I hope that she is somebody whose life is not impeded by her gender or by any racial issues. And above all, I hope that she's happy. She's going to have a very and is having a very different childhood to my own. I'm trying not to imprint upon her things from my childhood. I had a very bad time at school, and she loves school, and I feel very defensive about her in school, which is my problem, not hers. She's perfectly happy. I had an awful time at school, so to me, sending my child to school felt very traumatic. She comes out of school with her face smiling, lots of friends. It's not her problem, it's my hang-ups, but my past.
“I'm educated despite, not because of my schools.

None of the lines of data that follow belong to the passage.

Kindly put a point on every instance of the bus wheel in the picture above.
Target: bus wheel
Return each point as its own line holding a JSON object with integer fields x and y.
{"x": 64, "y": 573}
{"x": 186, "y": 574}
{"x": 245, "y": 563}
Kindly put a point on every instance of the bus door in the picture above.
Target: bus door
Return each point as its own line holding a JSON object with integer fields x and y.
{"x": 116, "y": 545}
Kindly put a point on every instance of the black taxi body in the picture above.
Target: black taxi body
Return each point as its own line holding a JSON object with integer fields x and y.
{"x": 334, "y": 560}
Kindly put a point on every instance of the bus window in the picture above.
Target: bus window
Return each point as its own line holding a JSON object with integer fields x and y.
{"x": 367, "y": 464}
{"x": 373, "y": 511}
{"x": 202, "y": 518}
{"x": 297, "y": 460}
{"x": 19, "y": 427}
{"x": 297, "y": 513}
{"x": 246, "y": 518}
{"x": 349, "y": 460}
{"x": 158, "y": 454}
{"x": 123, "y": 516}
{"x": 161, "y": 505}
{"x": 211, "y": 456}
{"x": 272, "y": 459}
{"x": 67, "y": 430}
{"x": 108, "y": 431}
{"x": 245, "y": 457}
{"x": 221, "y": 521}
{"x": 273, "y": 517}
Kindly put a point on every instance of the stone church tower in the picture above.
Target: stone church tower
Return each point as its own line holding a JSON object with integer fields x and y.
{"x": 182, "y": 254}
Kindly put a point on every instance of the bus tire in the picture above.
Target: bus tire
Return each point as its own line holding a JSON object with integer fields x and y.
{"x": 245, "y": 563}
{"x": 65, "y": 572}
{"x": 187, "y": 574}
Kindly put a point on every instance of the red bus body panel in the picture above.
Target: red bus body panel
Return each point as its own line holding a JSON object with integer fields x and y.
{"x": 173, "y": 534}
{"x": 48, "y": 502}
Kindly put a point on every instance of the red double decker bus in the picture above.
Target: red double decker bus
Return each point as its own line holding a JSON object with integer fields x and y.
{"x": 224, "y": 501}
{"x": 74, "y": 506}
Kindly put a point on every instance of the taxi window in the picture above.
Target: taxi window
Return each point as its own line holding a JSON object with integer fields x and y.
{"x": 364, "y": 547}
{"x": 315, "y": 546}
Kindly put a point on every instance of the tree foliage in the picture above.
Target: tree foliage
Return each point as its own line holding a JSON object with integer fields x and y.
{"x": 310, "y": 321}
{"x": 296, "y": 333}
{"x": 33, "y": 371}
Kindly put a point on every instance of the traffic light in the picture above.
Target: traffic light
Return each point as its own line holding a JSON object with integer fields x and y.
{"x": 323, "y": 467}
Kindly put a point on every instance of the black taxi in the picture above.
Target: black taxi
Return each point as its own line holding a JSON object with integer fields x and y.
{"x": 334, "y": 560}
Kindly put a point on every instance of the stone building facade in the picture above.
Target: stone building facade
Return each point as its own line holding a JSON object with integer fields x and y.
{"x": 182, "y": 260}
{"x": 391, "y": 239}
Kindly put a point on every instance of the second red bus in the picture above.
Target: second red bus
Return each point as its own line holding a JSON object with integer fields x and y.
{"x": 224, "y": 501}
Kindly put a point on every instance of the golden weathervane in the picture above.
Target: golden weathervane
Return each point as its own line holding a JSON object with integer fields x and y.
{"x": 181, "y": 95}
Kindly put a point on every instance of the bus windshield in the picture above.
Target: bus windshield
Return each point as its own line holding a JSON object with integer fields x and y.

I'm educated because of my mother.”
“This was just the background hum of life. And in some ways, the most frightening thing about it is we got used to it.”
“I think this argument has been falsely generated that this is an attack on history. This is part of history.”
“I'm pretty good at solitude, but I'm very bad at boredom.”
“Without any hesitation it would be Dark Was the Night, Cold Was the Ground by Willie Johnson. It's just the most incredible and beautiful and haunting pieces of music.”